Ficamos sabendo do festival Under The Doom logo que viemos para Portugal e, desde então, aguardávamos por este momento, pois teríamos a oportunidade de conferir ao vivo duas bandas que gostamos muito: Saturnus e Mourning Beloveth. O death/doom metal está entre os meus estilos favoritos, venho acompanhando a história deste subgênero do doom metal (e consequentemente do heavy metal) desde o início da década de 90, onde bandas como My Dying BrideParadise Lost e Anathema ajudaram a popularizar o estilo. Enfim, o último fim de semana de fevereiro de 2015 havia chegado e estávamos lá, eu e Grazi, para vivenciar momentos inesquecíveis em nossa longa caminhada ao vivo!
Under The Doom aconteceu no RCA Club, em Lisboa, e a primeira noite estava marcada para 27 de fevereiro, uma sexta-feira – chegamos lá bem cedo, pois queríamos pegar um bom lugar no mezanino para obter boas imagens.

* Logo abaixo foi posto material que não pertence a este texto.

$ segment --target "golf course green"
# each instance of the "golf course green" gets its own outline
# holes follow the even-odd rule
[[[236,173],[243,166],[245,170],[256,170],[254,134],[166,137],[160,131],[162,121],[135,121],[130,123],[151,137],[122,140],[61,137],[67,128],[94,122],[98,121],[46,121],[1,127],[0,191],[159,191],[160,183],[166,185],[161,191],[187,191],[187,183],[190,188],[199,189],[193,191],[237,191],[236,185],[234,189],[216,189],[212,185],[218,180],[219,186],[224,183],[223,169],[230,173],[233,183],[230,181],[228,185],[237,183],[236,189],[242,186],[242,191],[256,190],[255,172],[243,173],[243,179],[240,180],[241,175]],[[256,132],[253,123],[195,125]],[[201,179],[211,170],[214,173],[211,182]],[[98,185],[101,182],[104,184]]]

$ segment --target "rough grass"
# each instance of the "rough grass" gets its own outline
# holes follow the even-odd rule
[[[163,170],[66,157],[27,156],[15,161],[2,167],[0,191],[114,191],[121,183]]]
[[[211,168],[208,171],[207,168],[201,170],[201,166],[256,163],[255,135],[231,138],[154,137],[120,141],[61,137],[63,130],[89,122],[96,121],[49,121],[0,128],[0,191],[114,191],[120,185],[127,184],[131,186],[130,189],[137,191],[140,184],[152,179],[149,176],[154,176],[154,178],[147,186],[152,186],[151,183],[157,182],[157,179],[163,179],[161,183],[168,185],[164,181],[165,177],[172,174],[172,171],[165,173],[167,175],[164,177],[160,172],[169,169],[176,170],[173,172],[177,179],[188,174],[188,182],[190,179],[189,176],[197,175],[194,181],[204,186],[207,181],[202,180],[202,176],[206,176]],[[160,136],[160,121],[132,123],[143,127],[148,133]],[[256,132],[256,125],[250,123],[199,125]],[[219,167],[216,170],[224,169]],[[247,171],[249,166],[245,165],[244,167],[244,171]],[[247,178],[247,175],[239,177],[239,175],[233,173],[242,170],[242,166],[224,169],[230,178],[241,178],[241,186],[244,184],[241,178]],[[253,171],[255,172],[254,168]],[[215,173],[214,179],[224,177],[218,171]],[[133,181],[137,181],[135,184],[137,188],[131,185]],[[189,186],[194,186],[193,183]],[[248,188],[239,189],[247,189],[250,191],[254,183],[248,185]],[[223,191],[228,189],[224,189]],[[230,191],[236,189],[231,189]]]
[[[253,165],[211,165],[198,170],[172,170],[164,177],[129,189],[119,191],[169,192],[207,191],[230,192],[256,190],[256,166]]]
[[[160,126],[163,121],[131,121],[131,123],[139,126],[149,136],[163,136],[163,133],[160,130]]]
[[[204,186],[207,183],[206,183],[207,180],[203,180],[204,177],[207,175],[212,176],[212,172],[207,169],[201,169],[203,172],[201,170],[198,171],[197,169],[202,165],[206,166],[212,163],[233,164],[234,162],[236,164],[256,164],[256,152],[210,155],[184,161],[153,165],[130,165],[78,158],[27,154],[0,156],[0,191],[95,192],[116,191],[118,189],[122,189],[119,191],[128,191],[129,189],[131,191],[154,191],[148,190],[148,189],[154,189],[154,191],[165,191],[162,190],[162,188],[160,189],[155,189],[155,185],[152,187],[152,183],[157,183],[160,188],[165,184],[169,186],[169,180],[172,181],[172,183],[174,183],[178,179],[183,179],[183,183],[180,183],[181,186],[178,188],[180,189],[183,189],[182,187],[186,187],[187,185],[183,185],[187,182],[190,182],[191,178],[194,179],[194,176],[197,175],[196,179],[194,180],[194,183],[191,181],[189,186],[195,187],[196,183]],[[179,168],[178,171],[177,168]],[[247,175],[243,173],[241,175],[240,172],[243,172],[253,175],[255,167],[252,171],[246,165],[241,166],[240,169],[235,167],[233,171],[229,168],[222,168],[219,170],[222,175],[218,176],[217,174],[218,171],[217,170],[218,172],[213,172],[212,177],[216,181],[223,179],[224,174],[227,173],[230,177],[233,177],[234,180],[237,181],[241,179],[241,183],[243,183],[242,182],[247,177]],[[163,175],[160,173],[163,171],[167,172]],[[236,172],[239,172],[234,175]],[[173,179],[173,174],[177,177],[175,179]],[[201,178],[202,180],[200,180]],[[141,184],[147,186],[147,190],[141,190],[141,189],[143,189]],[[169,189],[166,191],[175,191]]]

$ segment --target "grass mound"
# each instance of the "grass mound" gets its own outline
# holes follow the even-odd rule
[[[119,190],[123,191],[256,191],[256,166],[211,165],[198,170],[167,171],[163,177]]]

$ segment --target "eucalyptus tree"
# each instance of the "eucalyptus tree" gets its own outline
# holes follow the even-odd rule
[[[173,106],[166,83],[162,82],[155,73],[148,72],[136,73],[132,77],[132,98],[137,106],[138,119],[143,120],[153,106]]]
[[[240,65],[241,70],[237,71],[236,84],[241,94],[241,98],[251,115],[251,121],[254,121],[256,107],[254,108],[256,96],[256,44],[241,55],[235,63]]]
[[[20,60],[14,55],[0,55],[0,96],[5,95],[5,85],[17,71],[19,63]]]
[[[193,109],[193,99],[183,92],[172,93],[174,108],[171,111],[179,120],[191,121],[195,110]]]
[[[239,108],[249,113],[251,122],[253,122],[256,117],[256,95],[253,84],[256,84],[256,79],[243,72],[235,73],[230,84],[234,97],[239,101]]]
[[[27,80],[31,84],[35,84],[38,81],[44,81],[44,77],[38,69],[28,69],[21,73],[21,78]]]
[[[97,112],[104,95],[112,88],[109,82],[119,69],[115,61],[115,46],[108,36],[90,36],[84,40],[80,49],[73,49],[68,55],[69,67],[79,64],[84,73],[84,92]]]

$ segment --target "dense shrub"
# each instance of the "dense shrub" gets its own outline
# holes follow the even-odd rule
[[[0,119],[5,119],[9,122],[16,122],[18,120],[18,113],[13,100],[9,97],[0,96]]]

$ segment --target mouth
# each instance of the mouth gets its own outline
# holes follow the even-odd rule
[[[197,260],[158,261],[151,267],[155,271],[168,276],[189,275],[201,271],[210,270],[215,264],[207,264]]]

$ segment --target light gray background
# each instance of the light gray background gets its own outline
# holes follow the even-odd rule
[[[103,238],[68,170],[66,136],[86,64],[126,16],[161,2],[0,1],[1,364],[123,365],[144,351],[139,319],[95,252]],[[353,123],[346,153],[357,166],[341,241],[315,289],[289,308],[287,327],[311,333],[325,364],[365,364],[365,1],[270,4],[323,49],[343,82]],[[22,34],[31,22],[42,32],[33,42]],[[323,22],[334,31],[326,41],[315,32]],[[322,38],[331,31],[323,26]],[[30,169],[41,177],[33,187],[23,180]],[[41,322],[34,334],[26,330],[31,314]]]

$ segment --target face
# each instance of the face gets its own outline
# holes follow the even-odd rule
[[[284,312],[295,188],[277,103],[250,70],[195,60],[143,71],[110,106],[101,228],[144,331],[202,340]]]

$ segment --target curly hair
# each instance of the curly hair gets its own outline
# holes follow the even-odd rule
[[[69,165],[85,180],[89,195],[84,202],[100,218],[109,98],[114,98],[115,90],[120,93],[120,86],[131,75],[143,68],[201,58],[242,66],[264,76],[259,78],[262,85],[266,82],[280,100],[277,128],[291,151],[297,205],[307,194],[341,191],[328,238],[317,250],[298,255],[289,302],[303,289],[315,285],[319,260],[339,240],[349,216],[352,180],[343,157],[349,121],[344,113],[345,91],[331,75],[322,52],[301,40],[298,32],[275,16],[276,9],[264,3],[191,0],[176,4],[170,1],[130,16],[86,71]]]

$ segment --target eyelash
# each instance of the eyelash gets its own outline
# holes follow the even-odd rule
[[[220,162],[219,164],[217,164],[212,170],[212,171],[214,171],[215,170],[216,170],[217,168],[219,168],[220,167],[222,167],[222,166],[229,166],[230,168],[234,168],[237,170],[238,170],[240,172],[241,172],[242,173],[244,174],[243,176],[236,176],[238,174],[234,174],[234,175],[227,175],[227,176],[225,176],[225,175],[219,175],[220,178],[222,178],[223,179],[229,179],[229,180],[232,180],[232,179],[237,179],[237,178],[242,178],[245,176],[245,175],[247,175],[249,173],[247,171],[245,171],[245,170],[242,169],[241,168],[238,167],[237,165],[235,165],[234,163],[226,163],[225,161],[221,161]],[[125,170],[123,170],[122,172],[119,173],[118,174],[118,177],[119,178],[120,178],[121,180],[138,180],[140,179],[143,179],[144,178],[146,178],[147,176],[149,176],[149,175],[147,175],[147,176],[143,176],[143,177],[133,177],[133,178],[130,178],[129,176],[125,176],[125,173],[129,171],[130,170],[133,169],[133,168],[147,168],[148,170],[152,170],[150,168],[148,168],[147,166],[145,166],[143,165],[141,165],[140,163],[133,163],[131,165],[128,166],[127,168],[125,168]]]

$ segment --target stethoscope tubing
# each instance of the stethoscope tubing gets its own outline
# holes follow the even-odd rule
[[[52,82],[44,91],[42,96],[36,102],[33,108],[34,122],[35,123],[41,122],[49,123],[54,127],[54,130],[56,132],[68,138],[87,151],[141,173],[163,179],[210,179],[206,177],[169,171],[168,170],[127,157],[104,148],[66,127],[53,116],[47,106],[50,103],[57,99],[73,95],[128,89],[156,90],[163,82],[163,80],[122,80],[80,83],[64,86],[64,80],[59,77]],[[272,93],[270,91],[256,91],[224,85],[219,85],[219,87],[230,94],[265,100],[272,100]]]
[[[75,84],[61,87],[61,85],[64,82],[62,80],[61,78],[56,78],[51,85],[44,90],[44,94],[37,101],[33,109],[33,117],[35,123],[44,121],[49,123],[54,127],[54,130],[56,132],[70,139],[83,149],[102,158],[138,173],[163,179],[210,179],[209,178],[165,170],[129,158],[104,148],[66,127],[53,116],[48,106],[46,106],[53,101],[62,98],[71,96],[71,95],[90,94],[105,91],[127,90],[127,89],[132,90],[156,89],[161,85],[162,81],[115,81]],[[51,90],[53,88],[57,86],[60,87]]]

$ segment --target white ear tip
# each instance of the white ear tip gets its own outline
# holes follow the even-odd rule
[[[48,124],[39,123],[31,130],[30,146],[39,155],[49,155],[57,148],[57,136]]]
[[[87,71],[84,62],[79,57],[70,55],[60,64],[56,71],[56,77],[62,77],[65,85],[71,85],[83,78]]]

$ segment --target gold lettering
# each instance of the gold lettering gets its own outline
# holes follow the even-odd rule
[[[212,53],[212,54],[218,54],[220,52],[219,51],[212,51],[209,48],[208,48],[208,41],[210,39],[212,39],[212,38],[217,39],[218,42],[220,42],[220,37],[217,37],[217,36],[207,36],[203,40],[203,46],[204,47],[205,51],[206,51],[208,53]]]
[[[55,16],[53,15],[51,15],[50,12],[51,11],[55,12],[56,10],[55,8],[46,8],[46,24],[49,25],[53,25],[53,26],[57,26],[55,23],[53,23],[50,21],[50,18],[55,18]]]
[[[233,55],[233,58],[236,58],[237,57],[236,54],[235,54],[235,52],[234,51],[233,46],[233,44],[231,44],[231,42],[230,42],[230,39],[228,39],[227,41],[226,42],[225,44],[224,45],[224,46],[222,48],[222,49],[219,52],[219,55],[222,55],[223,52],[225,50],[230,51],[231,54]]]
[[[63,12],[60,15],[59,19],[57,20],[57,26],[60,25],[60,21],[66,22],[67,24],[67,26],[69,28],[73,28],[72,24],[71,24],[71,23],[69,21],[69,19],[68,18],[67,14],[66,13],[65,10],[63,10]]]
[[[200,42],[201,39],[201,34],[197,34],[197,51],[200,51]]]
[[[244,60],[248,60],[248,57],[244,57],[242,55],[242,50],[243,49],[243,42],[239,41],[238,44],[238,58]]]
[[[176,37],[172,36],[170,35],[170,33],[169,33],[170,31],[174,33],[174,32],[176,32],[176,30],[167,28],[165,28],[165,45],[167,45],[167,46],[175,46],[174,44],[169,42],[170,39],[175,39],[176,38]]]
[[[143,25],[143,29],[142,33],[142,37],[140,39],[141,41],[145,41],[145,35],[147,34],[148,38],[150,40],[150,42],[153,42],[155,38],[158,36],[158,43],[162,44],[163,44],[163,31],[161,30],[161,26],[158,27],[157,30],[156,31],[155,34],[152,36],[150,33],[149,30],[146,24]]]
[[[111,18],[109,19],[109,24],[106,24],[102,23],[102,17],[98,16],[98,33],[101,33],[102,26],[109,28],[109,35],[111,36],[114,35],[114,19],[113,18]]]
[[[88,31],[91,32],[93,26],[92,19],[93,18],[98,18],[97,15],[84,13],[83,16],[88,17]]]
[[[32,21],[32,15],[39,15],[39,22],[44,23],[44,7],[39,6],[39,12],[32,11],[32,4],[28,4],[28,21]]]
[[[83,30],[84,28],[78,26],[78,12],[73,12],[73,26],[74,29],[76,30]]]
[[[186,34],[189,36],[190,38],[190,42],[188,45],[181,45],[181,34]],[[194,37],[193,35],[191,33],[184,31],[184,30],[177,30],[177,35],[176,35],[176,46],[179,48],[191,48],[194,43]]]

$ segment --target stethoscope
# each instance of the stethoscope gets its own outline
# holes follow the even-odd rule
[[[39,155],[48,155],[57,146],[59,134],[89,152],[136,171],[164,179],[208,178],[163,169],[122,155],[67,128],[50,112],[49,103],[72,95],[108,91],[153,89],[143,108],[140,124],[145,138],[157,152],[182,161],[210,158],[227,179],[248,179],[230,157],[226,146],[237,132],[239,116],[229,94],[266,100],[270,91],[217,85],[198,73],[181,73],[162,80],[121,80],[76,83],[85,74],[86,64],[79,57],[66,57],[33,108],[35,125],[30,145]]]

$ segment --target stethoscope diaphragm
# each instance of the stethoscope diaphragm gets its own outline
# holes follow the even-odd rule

Entramos um pouco antes das 21h e às 21:05h começou a primeira banda, a Bosque, a atração portuguesa da noite, que logo chamou a nossa atenção pela ausência do baixo e pelos capuzes negros dos três integrantes. A banda, que completa 10 anos de estrada neste ano, fez uma boa apresentação com suas duas guitarras e bateria e seu som arrastado, o chamado funeral doom. Em seguida, um dos melhores shows do festival com os espanhóis do Autumnal, uma banda que vem crescendo exponencialmente no cenário internacional. Completando a noite, antes da atração principal, duas bandas alemãs: a Ophis, que fez um bom show, mas que eu esperava um pouco mais devido ao que conhecia da banda, e a Lantlôs, que surpreendeu trazendo uma atmosfera um tanto diferente para a noite, em músicas com arranjos muito criativos, com destaque para o batera Felix Wylezik.
A atração principal da noite eram os dinamarqueses do Saturnus, uma das bandas mais antigas do death/doom metal, na atividade desde 1991. Apesar da longa estrada, o Saturnus só possui quatro discos oficiais (os chamados full-lenght aqui na Europa), todos absolutamente maravilhosos. Eu sinceramente não sabia o que esperar deste show, apesar de ter os meus palpites – e o primeiro deles eu acertei – pois eles abriram com Litany of Rain, do Saturn in Ascencion, último trabalho dos caras, de 2012.
Saturnus no palco do RCA Club
A música de abertura já anunciava todo o clima do show, uma perfeita mistura de riffs pesados com lindas melodias, especialmente as executadas pelo ótimo guitarrista Rune Stiassnyum dos melhores do estilo, senão o melhor. Na sequência, veio I Love Thee, do Paradise Belongs to You, disco de estreia da banda, de 1996, mantendo o público hipnotizado pela atmosfera sonora da banda, era realmente uma viagem e tanto! O teclado de Mika Filborne também ajudava a manter todo o clima alucinógeno do show…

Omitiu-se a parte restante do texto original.